Je me suis aussi fait la réflexion qu'il y avait certaines similitudes entre Lily et Camille d'Autobiographie d'une courgette. De la même manière que Camille avec Courgette, la petite Lily va fasciner Simon et faire battre son coeur. De la même manière, elle ne passera pas par quatre chemins pour lui dire ce que tous taisent mais, elle sera aussi et surtout une présence tendre, rassurante et source d'espoir pour le petit garçon.
"Ton papa va s'en sortir.
-Comment tu sais ça, toi? Il a la maladie du sommeil, m'a expliqué ma grand-mère Lola.
-Ça s'appelle une dépression.
-Tu sais comment ça s'attrape?
-Ça ne s'attrape pas, Simon. Ça arrive et puis ça s'en va, pour la plupart du temps. Des fois, ça vient de l'enfance, des fois non. Ou de la drogue, ou de la mort d'un proche. Ou d'un grand ras-le-bol de tout."

Au pays des kangourous donne à lire un drame mais il n'est pas larmoyant pour autant. Il y a certes des passages difficiles mais j'ai trouvé qu'il fourmillait aussi de moments de bonne humeur. Les mots d'enfant sont parfois de vrais trésors :
"Des petits vagues fraîches nous remontent le long du corps. J'ai l'impression d'être caressé par des glaçons [...] Tant pis pour les glaçons et la peau chair de poule, comme dit maman. Je me demande pourquoi elle dit ça. Je n'ai jamais vu une poule se baigner."
Le sourire n'est pas si loin malgré la gravité des faits. Comme on dit "après l'orage, le ciel bleu" et, c'est exactement ça.

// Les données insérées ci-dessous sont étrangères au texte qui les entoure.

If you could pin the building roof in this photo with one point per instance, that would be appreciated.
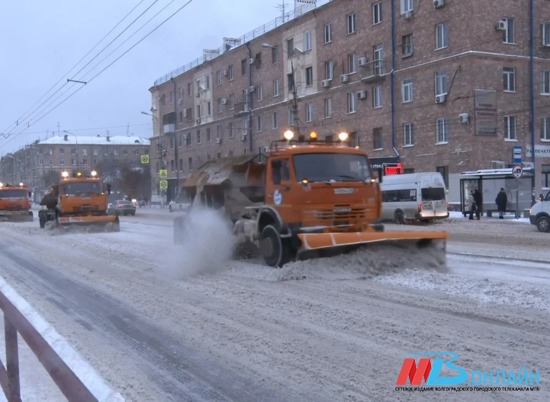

J'ai lu un avis où il était dit que tout cela était peu crédible, que la fin était alambiquée. Je ne suis pas d'accord avec ce jugement. Je trouve au contraire que Gilles Paris est extrêmement doué pour rendre la parole d'un enfant, pour rendre ses mots percutants, touchants, pour porter ses émotions, ses incompréhensions, ses espoirs. La révélation sur l'absence de la mère n'est pas là selon moi pour atténuer, comme à regret, l'image peu sympathique qui nous a été donnée d'elle depuis le début. D'ailleurs, les propos de Simon sur sa mère resteront les mêmes, il regrettera toujours cet amour qu'elle ne lui a pas manifesté et finira par conclure qu'"une maman ça ne sert à rien".
Je crois que Gilles Paris puisqu'il a donné la parole à un enfant savait pertinemment dès le début ce qu'il en était de l'absence de la mère, mais c'est Simon qui parle et l'enfant, lui, juge sur pièces et sur ce qu'il a entendu et vu : disputes entre ses parents, motifs de celles-ci. Il n'envisage pas autre chose parce qu'il n'en est pas encore capable. Je crois que ça il faut le comprendre aussi, comprendre qu'un cheminement doit se faire.

Cette histoire est pour moi d'autant plus percutante que bien que fictive, elle n'en est pas moins réaliste et le choix de la narrer par la voix de Simon ne la rend pas moins crédible. Il faut juste être apte à se mettre à la portée de ce dernier et être prêt à entendre le vide affectif dans lequel il se trouve soudainement plongé.

Morceaux choisis :

"Quand une grande personne décide de ne plus parler d'un souci, elle l'enterre si profond que personne n'ose proposer sa pelle."

"Les mots pour dire la magie et le mystère de la personne qu'on aime n'existent pas. En parler retire même un peu de magie et de mystère. Après, c'est quelqu'un comme tout le monde et c'est bien fait pour celle ou celui qui en a trop parlé."

"Elle s'est mariée très vite avec Edmond le boucher parce qu'elle avait un petit garçon dans le tiroir. Je n'ai pas osé demander à mamie pourquoi Violette avait couché son fils dans un tiroir. C'était peut-être trop petit chez Violette pour ajouter un lit."